Getting water-logged to chase a flying Fox

If you ask me, Michael J. Fox is the culprit.

After all, it was a movie in which he played a starring role — 1989’s “Back to the Future Part II” — that first made red-blooded American boys like me start dreaming about the airborne sweet spot somewhere between terra firma and a jet airliner at 30,000 feet.

OK, full disclosure… I was 20 going on 21 when the movie came out.

Fox is Canadian, though, so there’s got to be a favorable conversion rate in there somewhere.

Anyway, the point is that after watching Marty McFly bounce off walls and race next to cars with what amounted to a low-hovering skateboard, we all figured similar real-world gallivanting was imminent.

But now, as 49 stares down the barrel at 50… Fox’s fantasy still seems way too far-fetched.

At least when it comes to land, that is.

Fortunately, the ‘Tween Waters Inn is flanked on two sides by water, which provides a bit more opportunity for those still hoping to give ol’ Michael J. a run for his multi-colored money.

And just as fortunately, it’s only a shade more than a mile from Yolo Watersports, too.

There, at 11534 Andy Rosse Lane, TWI guests and visitors can get their Fox on in the form of “flyboarding” — an activity in which riders stand on a board connected by a long hose to a watercraft.

Motion is created when water is forced under pressure to a pair of boots with jet nozzles underneath, providing thrust for the rider to fly as high as 50 feet in the air or dive headlong down to 8 feet.

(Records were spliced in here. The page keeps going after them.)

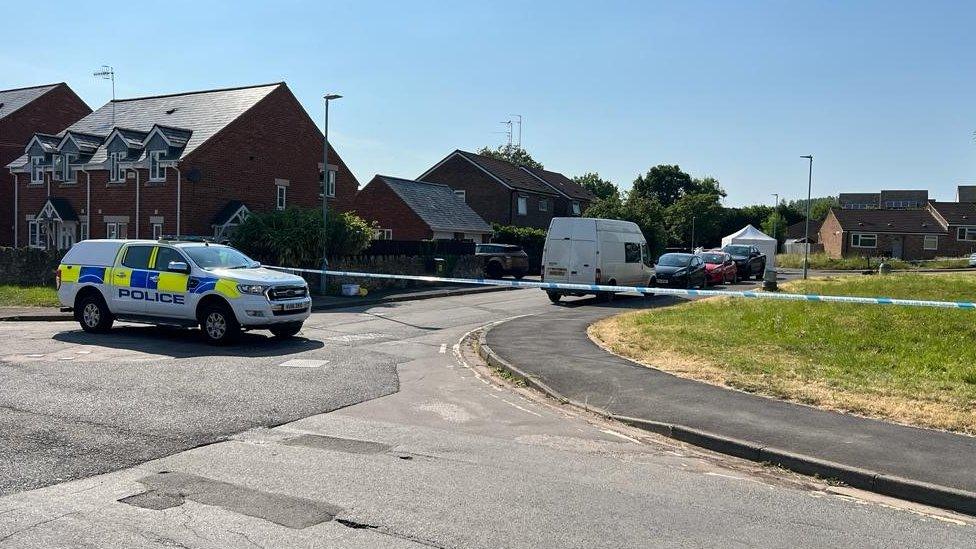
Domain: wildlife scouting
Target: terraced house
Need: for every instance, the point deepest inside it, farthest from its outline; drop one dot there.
(187, 164)
(505, 193)
(23, 112)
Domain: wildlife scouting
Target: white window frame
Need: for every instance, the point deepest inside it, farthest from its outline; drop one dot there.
(157, 172)
(116, 171)
(281, 197)
(966, 234)
(37, 170)
(859, 236)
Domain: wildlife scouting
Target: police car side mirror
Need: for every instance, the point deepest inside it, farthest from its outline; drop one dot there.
(178, 267)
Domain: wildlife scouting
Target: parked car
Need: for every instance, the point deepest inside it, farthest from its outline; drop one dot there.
(503, 259)
(595, 251)
(719, 267)
(681, 270)
(749, 261)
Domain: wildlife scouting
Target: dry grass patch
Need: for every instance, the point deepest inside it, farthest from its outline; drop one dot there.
(910, 365)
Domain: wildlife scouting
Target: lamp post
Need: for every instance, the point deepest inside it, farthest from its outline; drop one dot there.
(806, 236)
(325, 192)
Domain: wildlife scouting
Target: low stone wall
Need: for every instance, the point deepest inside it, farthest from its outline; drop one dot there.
(463, 266)
(28, 266)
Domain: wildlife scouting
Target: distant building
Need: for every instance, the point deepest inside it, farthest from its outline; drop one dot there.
(189, 163)
(504, 193)
(903, 224)
(24, 112)
(404, 209)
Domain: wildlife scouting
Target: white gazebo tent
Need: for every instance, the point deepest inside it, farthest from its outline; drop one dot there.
(751, 236)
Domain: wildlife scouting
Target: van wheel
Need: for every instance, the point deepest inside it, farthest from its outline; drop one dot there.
(219, 325)
(286, 330)
(93, 315)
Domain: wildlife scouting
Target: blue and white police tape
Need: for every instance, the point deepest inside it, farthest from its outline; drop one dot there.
(593, 288)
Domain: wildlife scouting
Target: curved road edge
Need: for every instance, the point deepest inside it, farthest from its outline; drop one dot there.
(953, 499)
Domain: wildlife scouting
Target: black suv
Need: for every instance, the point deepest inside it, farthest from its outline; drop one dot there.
(503, 259)
(749, 261)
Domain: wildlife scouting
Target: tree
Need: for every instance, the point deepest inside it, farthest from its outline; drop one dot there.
(511, 153)
(601, 188)
(293, 237)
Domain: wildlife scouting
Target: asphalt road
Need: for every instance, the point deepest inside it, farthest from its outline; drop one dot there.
(447, 460)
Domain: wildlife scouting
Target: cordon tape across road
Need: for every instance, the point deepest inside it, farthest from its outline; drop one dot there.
(649, 290)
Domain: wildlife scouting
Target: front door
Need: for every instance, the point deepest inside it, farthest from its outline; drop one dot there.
(896, 245)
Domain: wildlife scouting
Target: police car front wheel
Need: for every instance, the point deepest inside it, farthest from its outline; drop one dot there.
(219, 325)
(94, 315)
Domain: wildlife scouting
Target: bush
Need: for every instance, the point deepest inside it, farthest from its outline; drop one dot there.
(293, 237)
(531, 240)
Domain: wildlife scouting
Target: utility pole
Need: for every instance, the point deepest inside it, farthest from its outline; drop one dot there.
(806, 237)
(325, 194)
(108, 73)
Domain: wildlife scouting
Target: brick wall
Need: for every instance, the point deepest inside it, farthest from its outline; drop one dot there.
(52, 112)
(378, 203)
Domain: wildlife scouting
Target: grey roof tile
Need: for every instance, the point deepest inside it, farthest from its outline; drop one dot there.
(437, 205)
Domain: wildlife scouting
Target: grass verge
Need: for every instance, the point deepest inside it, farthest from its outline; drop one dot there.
(822, 261)
(30, 296)
(911, 365)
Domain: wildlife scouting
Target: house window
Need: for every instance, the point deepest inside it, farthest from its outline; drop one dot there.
(37, 169)
(864, 240)
(281, 197)
(116, 172)
(33, 234)
(157, 172)
(966, 233)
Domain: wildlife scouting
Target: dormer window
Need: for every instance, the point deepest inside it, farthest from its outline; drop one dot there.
(116, 173)
(157, 172)
(37, 169)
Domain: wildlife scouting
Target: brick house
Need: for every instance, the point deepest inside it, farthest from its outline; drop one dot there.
(23, 112)
(901, 224)
(403, 209)
(190, 164)
(502, 192)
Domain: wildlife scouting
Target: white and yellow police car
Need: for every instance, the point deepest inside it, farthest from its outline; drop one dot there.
(179, 283)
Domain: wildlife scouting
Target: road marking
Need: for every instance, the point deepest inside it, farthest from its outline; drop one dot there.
(620, 435)
(304, 363)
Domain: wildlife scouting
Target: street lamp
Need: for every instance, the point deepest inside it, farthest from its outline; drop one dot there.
(806, 238)
(325, 192)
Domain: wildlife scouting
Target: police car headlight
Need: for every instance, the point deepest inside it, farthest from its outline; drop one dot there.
(254, 289)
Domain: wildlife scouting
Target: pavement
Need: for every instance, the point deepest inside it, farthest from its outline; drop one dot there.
(450, 458)
(930, 466)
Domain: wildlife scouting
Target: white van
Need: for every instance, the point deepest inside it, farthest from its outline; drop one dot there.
(595, 251)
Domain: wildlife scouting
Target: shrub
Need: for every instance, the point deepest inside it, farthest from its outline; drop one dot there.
(293, 237)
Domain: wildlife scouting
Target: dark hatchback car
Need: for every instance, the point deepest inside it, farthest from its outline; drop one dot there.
(503, 259)
(680, 270)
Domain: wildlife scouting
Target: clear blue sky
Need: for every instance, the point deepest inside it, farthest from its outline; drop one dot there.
(882, 93)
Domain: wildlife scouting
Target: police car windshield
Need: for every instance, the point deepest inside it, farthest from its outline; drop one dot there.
(218, 257)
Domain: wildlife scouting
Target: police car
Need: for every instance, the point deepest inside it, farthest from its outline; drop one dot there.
(179, 283)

It’s $95 for a 30-minute session with the certified folks at Yolo, who’ll ride shotgun to ensure fun and safety while the paying customers – with pre-flight instructions rattling around in their heads – desperately attempt to replicate YouTube videos that make it look barely harder than riding a bicycle.

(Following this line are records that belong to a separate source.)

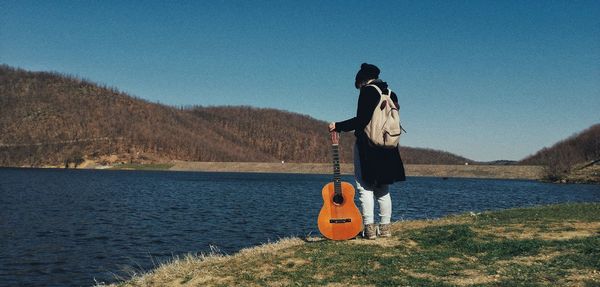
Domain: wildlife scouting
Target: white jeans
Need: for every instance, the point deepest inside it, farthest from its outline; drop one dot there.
(368, 194)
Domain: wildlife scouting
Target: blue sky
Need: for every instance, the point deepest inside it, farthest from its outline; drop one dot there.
(483, 79)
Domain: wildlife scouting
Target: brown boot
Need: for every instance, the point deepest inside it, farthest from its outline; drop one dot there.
(385, 230)
(370, 231)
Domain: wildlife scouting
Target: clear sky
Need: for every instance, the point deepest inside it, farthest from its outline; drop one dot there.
(486, 80)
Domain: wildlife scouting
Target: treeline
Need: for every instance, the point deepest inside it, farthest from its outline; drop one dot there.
(49, 118)
(581, 148)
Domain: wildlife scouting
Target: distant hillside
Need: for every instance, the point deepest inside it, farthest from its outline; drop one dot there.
(47, 118)
(576, 151)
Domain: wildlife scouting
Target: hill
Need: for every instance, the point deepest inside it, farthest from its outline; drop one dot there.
(48, 118)
(570, 156)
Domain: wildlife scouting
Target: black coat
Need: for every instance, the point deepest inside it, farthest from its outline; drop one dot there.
(378, 165)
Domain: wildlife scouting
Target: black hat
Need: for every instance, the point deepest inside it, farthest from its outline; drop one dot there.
(366, 72)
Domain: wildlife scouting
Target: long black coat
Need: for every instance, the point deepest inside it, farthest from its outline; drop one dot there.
(378, 165)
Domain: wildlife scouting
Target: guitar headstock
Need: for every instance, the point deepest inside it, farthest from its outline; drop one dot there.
(335, 138)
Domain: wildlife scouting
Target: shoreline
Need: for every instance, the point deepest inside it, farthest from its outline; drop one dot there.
(541, 245)
(418, 170)
(522, 172)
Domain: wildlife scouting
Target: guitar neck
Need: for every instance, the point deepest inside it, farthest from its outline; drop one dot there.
(336, 169)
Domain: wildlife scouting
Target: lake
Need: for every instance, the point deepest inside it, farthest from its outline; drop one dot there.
(78, 227)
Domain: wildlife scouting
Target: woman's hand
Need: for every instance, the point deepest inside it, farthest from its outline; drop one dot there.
(331, 127)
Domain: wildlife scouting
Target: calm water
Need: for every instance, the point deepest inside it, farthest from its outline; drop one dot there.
(71, 227)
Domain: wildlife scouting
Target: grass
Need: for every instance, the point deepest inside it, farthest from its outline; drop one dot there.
(147, 166)
(557, 245)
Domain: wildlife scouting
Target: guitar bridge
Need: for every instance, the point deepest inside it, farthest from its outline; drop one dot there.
(340, 220)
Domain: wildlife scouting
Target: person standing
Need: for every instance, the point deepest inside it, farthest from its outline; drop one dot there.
(375, 168)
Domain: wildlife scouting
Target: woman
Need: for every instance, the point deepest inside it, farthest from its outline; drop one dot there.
(374, 168)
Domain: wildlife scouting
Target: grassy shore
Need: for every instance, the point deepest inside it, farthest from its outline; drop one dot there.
(556, 245)
(471, 171)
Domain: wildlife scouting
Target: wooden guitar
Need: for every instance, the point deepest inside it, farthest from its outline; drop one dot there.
(339, 218)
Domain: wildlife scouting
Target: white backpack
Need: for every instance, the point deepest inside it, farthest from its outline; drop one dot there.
(384, 129)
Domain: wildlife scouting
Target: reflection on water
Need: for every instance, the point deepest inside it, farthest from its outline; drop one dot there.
(69, 227)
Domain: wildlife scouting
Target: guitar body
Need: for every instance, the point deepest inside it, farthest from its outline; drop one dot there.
(339, 219)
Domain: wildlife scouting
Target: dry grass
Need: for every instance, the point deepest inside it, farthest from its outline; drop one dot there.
(471, 171)
(538, 246)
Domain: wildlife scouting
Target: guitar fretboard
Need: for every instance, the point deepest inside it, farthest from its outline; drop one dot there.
(336, 169)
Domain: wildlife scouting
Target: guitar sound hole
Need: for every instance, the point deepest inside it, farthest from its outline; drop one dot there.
(338, 199)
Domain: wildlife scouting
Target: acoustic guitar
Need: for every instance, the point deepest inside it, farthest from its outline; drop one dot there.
(339, 218)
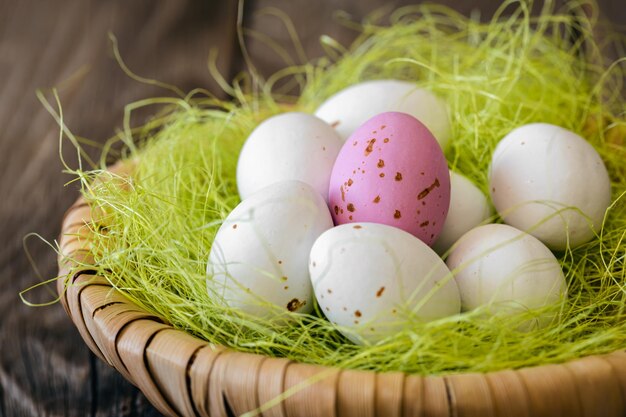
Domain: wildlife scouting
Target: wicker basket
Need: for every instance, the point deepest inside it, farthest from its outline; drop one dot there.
(183, 375)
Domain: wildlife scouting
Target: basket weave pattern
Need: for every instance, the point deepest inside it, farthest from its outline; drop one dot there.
(183, 375)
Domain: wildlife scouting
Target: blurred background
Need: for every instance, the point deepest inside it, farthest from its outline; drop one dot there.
(45, 369)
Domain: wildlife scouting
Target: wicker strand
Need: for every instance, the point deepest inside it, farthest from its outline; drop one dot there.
(182, 375)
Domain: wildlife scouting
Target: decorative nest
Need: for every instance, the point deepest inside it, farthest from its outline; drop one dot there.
(184, 375)
(152, 319)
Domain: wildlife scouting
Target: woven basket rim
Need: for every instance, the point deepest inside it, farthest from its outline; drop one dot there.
(184, 375)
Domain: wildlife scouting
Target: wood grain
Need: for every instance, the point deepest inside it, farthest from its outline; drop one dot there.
(45, 367)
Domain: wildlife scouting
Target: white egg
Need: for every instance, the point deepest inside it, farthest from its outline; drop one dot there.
(551, 183)
(507, 269)
(259, 258)
(468, 208)
(368, 278)
(289, 146)
(350, 108)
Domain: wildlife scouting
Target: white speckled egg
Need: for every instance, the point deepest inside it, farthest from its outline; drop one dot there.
(511, 270)
(259, 258)
(367, 277)
(468, 208)
(289, 146)
(550, 182)
(350, 108)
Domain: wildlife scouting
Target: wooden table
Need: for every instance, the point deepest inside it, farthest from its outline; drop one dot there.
(45, 369)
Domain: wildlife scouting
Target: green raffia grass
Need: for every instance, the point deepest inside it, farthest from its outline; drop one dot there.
(495, 76)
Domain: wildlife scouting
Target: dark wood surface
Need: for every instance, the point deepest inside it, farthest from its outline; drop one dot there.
(45, 369)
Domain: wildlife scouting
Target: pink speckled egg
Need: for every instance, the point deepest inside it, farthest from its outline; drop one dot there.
(392, 171)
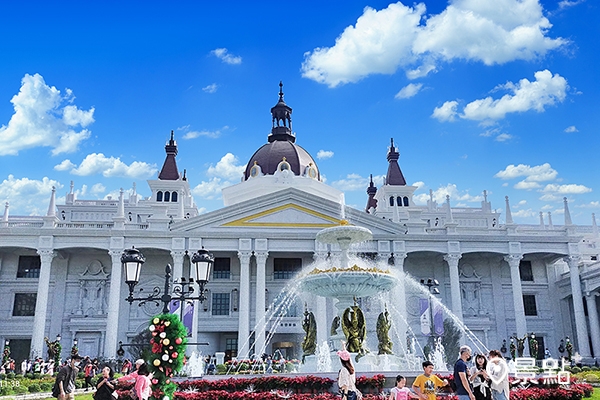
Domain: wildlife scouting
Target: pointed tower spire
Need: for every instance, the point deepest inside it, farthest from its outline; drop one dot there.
(371, 191)
(5, 216)
(448, 210)
(121, 209)
(568, 220)
(282, 120)
(52, 206)
(394, 176)
(169, 170)
(508, 213)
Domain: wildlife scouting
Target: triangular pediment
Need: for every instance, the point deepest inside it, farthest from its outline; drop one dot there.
(286, 216)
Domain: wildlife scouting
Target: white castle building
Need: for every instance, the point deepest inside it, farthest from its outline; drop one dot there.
(62, 274)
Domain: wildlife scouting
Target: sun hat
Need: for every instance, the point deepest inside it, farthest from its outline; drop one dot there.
(344, 354)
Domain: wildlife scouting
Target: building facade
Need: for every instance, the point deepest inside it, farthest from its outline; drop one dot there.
(61, 273)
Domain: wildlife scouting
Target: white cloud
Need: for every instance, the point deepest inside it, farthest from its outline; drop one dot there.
(409, 91)
(546, 90)
(447, 112)
(324, 154)
(537, 173)
(439, 195)
(27, 196)
(44, 117)
(503, 137)
(223, 55)
(566, 189)
(591, 204)
(205, 133)
(212, 88)
(98, 188)
(227, 168)
(98, 163)
(382, 41)
(355, 182)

For the record, those instructions seem pretty simple and focus mainly on basic movements – 1) stand with locked legs to begin; 2) point toes down or up to move forward or backward; and 3) lift alternating knees to go in the opposite direction (left knee moves you right, right knee moves you left) — but they provide little solace as you rise and tumble with all the alacrity of a sleep-deprived toddler.

It’ll take all but full-on Olympians (read: show-offs) multiple tries (read: crashes) to stay consistently dry and vertical, at which point a true adventurer may endeavor to raise his or her game, literally, by raising elevation – which provides both the thrill of flying and the terror of crashing for the same low price.

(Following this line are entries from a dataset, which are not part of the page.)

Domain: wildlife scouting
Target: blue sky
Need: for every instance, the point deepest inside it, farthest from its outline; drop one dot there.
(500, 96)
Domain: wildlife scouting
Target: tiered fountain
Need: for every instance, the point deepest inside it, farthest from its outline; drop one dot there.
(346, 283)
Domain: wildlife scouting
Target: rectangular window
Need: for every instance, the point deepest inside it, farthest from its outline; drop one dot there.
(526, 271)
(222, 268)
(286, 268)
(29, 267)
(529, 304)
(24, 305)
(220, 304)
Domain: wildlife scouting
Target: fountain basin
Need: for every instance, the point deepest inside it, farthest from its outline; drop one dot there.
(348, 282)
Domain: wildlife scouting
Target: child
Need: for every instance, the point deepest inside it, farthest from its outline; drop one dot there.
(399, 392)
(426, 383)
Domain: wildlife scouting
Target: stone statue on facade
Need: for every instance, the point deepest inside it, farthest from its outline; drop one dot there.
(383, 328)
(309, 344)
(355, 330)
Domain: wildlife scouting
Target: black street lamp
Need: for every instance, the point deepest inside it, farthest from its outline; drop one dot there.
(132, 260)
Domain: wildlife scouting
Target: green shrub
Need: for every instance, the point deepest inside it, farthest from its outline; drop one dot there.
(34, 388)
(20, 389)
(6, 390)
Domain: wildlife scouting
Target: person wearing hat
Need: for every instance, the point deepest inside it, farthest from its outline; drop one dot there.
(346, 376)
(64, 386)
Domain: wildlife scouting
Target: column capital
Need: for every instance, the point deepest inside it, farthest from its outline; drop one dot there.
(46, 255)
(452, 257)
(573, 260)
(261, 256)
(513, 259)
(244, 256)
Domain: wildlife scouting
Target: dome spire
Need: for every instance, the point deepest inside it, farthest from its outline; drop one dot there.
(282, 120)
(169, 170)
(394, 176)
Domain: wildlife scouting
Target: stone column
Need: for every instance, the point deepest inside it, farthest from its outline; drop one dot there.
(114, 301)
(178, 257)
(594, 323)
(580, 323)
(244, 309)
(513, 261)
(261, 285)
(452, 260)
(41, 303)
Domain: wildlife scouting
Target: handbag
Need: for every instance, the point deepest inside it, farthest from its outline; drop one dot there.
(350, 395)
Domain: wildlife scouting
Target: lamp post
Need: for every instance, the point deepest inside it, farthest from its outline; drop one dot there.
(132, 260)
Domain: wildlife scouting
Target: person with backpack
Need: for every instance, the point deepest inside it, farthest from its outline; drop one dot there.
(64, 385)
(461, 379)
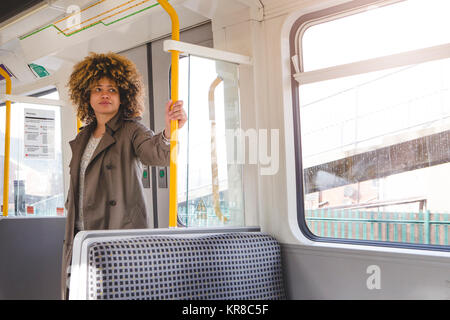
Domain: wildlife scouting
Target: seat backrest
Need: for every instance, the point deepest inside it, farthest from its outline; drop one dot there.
(235, 265)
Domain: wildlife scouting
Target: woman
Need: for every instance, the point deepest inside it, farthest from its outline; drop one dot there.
(105, 172)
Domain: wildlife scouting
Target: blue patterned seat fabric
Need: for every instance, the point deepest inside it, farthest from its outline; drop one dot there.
(239, 265)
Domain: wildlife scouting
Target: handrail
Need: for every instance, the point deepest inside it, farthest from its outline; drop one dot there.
(214, 167)
(7, 144)
(79, 124)
(173, 124)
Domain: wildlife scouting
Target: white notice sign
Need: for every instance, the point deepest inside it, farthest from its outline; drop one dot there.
(39, 138)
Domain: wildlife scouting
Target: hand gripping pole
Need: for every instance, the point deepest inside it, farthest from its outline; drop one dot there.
(173, 124)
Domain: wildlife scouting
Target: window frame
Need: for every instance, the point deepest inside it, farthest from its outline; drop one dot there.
(299, 77)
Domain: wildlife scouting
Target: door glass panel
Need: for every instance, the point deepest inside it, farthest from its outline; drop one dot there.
(210, 191)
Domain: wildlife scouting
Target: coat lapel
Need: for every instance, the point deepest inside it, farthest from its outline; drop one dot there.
(108, 138)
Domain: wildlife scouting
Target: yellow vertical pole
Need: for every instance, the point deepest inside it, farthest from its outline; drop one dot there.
(173, 124)
(7, 144)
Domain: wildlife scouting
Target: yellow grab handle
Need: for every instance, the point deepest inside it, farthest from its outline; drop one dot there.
(173, 124)
(7, 142)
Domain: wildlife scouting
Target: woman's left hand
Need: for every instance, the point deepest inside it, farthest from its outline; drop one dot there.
(175, 113)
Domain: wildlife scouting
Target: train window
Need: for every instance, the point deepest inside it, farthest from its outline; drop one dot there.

Soreness was alongside exaltation and exhaustion by the time my half-hour was up, though the sensation of a nose full of water lasted long after I’d gotten back to shore.

Turns out a comfy chair and attentive servers at the Oasis Pool Bar quickly take the edge off, especially upon their arrival with a frosty Rum Runner or Margarita.

And, whaddya know (eh!), it only took two or three repetitions before I’d begun to forgive my Alberta-born nemesis.

Maybe not enough to punch up “Doc Hollywood” on Netflix just yet…

But I’m surely willing to negotiate.